Popularity of thermal imaging systems in surveillance technology has drawn a lot of attention from vision community in the past few decades. Increasing population of such systems is generating vast amount of data in the form of recorded videos; with help of video summarization a compact but informative representation of video sequence may be provided. Since for surveillance purpose timing information of events is important, chronology of events is also maintained in compact representation. Generally, IR (infra-red) signatures of targets are more prominent than background and clutter; this contrast is commonly used as a clue for change detection. We have also decided contrast-based clue for detecting representative segments with motion but in place of processing video sequence in \(X-Y\) plane, we have chosen \(X-T\) plane. Spatio-temporal regularity [1] is utilized for labelling representative segments with motion.

2 Related Work

The goal of this section is to review and classify the state-of-the-art video synopsis generation methods and identify new trends. Our aim is to extract information from unscripted and unstructured data obtained from recorder of surveillance system.

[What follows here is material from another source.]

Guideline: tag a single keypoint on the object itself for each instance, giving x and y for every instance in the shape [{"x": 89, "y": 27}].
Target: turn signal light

Ding [2] categorized video synopsis techniques in the following three levels:

  • Feature-Based Extraction: In such approaches low level features like number of foreground pixels and distance between histograms are used to identify frames with higher information content.

  • Object-Based Extraction: In such approaches objects of interest like vehicle, pedestrian are used for labelling frames with higher information content.

  • Event-Based Extraction: In such approaches events like entrance of a vehicle, pedestrian in field of view are used for setting pointers with high semantic level. Such approaches are more application specific.

Li et al. [3] presented an optical flow based approach for surveillance video summarization. It is a motion analysis-based video skimming scheme in which play-back speed depends upon motion behaviour.

Ji et al. [4] presented an approach based on motion detection and trajectory extraction. Video is segmented based on the moving objects detection and trajectories are extracted from each moving object. Then, only key frames along with the trajectories are selected to represent the video summarization.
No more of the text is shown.